- 650ml (2 ½ cups) milk
- 2ml (¼ teaspoon) ground nutmeg
- 85g butter, plus extra for greasing
- 50g (½ cup) cake wheat flour
- 250ml (1 cup) thick cream
- salt and freshly ground black pepper
- 100g (1 cup) Parmesan cheese, grated
- 1 egg, beaten
- 500g crabmeat sticks
- 300g calamari rings
- 2 onions, sliced
- 12 sheets FATTI’S & MONI’S SPINACH LASAGNA SHEETS
- 400g hake steaks cut into chunks
- Pour milk into a medium sized saucepan, add nutmeg, 50g of butter and flour. Heat while whisking or stirring until thickened. Remove from heat and stir in cream, season generously.
- Beat in half the Parmesan and the egg into the sauce.
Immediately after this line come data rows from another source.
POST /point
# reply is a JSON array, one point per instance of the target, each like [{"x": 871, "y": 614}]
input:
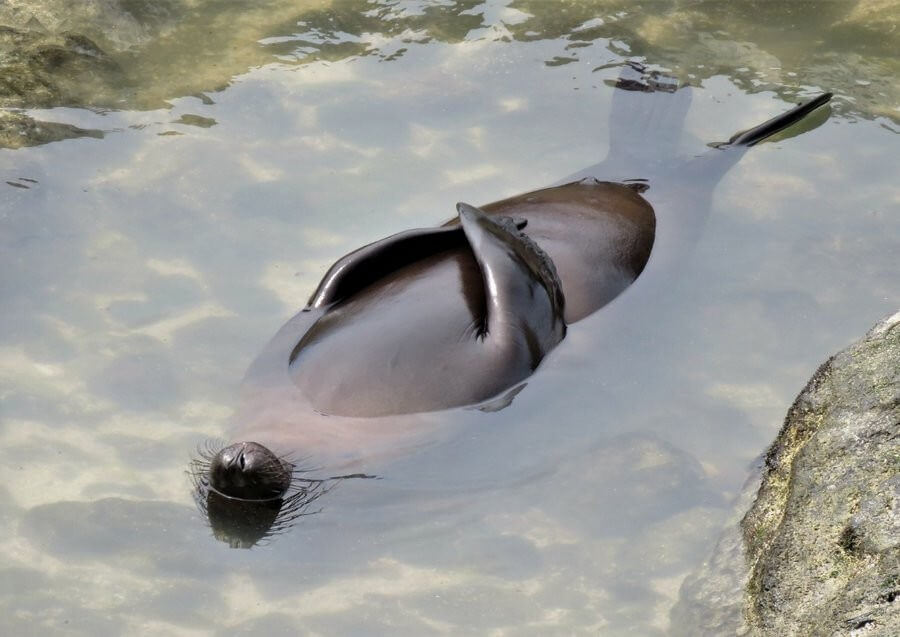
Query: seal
[{"x": 459, "y": 314}]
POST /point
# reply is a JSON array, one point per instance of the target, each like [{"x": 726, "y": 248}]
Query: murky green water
[{"x": 214, "y": 160}]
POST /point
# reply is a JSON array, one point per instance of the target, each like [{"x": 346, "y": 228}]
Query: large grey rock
[{"x": 818, "y": 553}]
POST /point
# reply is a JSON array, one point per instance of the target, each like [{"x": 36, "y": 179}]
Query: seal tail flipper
[
  {"x": 777, "y": 124},
  {"x": 524, "y": 302}
]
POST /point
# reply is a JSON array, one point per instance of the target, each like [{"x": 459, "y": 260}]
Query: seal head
[{"x": 249, "y": 471}]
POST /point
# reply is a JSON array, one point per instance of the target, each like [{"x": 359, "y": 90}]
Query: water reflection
[{"x": 145, "y": 54}]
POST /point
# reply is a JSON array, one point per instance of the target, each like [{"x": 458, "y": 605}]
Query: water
[{"x": 233, "y": 154}]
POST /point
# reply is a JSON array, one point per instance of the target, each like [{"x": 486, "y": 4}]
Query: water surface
[{"x": 211, "y": 161}]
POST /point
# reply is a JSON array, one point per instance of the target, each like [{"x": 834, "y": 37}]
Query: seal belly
[{"x": 407, "y": 343}]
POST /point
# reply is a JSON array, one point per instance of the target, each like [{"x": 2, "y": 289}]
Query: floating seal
[{"x": 461, "y": 314}]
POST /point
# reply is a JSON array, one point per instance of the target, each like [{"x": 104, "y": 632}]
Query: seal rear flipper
[
  {"x": 366, "y": 265},
  {"x": 778, "y": 123},
  {"x": 523, "y": 295}
]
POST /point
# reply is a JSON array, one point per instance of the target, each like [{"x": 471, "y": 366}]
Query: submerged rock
[{"x": 818, "y": 553}]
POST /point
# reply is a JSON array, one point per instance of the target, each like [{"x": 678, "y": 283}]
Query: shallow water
[{"x": 237, "y": 153}]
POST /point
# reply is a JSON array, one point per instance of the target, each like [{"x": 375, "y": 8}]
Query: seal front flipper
[
  {"x": 372, "y": 262},
  {"x": 524, "y": 303}
]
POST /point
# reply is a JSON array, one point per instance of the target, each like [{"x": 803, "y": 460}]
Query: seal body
[
  {"x": 463, "y": 313},
  {"x": 471, "y": 318}
]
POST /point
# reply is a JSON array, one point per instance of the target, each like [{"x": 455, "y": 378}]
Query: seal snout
[{"x": 248, "y": 470}]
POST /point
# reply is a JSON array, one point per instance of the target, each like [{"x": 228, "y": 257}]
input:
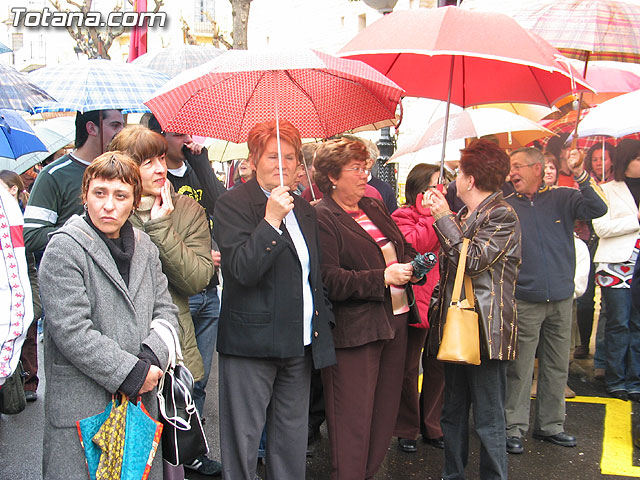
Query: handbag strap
[
  {"x": 460, "y": 277},
  {"x": 169, "y": 336}
]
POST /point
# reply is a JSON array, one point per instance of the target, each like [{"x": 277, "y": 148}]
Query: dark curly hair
[
  {"x": 588, "y": 165},
  {"x": 332, "y": 157},
  {"x": 487, "y": 163}
]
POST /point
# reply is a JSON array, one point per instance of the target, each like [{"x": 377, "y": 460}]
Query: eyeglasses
[
  {"x": 517, "y": 168},
  {"x": 360, "y": 170}
]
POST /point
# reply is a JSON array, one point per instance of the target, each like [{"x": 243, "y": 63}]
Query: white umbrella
[
  {"x": 616, "y": 117},
  {"x": 511, "y": 130},
  {"x": 55, "y": 134}
]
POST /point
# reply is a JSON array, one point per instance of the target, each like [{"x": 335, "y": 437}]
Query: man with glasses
[{"x": 544, "y": 293}]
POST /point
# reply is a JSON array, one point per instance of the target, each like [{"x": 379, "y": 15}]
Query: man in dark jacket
[{"x": 544, "y": 293}]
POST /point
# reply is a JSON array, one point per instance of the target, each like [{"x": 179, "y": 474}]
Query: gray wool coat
[{"x": 94, "y": 329}]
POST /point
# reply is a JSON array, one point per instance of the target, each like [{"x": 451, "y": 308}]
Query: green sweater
[{"x": 54, "y": 198}]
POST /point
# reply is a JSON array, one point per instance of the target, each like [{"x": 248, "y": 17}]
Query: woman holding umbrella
[
  {"x": 102, "y": 285},
  {"x": 615, "y": 259},
  {"x": 275, "y": 319},
  {"x": 366, "y": 267},
  {"x": 493, "y": 260}
]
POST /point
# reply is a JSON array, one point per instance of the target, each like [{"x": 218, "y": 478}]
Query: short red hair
[{"x": 261, "y": 133}]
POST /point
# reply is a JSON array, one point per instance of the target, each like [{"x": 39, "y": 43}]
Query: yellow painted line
[{"x": 617, "y": 442}]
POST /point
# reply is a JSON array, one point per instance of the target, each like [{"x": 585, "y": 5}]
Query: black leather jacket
[{"x": 493, "y": 260}]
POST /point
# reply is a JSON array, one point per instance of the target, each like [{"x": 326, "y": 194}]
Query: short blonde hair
[
  {"x": 114, "y": 166},
  {"x": 139, "y": 142},
  {"x": 332, "y": 156}
]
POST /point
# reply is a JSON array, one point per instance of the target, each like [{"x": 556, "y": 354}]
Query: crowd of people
[{"x": 324, "y": 313}]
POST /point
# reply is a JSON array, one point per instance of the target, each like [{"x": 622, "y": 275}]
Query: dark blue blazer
[{"x": 261, "y": 313}]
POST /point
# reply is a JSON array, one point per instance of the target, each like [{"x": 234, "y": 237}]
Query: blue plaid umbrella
[
  {"x": 174, "y": 60},
  {"x": 17, "y": 92},
  {"x": 17, "y": 138},
  {"x": 55, "y": 134},
  {"x": 97, "y": 85}
]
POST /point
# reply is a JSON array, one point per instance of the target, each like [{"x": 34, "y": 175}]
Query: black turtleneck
[{"x": 121, "y": 248}]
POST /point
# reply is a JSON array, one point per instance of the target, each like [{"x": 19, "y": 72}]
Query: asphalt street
[{"x": 602, "y": 426}]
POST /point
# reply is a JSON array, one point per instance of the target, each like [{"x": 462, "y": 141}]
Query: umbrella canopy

Once cool, stir in the crabmeat and pieces of hake.
- Melt the remaining butter in a large frying pan, add onions, sauté for about 10 minutes, stirring frequently, until softened and golden.
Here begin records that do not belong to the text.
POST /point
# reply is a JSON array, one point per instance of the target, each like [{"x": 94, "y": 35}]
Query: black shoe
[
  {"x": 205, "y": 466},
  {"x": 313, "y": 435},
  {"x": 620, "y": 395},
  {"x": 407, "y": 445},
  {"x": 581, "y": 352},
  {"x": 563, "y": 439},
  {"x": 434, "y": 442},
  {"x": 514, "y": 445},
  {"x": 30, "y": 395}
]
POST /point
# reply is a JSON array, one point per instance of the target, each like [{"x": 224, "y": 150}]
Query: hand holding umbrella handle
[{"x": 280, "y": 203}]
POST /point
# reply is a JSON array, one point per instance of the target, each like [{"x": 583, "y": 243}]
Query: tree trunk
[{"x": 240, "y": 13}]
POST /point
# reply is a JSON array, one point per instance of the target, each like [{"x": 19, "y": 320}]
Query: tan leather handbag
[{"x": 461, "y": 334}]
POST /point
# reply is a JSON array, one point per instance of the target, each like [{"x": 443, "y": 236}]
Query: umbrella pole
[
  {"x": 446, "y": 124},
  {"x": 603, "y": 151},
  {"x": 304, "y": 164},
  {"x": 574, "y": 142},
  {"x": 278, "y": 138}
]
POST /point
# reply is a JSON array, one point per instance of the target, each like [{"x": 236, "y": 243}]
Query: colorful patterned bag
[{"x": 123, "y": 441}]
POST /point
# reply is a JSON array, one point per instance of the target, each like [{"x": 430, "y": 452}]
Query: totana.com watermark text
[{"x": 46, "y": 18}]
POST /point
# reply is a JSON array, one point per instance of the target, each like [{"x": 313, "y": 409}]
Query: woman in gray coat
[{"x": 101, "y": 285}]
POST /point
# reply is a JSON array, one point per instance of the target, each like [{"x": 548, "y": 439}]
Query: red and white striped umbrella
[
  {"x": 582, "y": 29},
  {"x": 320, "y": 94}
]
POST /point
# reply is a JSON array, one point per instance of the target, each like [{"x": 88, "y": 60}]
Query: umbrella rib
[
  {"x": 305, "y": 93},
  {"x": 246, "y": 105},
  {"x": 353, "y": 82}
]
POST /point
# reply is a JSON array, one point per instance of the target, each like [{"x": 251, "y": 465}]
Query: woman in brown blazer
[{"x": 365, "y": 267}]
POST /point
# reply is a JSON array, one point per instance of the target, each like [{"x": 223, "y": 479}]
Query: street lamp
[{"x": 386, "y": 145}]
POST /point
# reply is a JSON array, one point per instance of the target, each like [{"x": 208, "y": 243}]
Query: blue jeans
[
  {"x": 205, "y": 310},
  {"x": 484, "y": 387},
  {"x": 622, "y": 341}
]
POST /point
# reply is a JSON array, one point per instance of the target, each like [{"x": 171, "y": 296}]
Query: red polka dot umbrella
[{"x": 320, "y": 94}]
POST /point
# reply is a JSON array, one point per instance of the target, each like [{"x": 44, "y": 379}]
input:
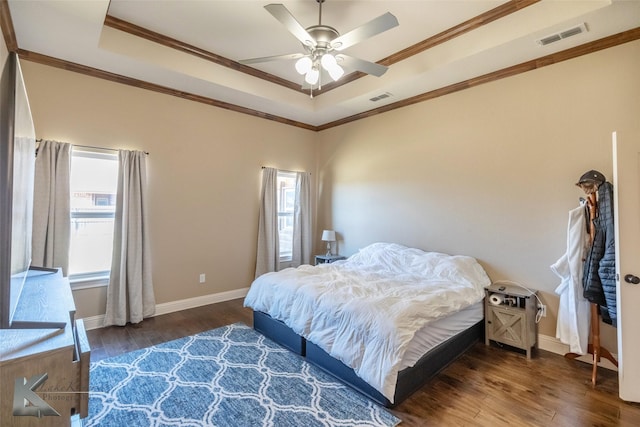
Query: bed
[{"x": 384, "y": 321}]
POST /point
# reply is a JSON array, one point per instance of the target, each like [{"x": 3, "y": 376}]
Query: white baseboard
[
  {"x": 96, "y": 322},
  {"x": 554, "y": 345}
]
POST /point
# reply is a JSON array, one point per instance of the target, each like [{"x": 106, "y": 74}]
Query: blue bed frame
[{"x": 409, "y": 379}]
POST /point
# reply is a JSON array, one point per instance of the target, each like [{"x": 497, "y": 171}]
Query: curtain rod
[
  {"x": 285, "y": 170},
  {"x": 96, "y": 148}
]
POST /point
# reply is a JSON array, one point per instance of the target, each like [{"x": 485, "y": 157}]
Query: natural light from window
[
  {"x": 94, "y": 180},
  {"x": 286, "y": 202}
]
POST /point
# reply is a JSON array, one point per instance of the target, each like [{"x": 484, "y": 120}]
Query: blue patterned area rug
[{"x": 230, "y": 376}]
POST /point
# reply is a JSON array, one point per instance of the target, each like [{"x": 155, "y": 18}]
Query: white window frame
[
  {"x": 287, "y": 258},
  {"x": 97, "y": 278}
]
- Lightly grease a rectangular ovenproof dish, spoon half of the fried onions into the oven dish, spread out. Top with lasagna sheets, cover with the crab and hake mixture spread evenly.
- Top with remaining lasagna sheets, cover with the remaining onions followed by the cheese and fish sauce, Sprinkle with the remaining Parmesan cheese.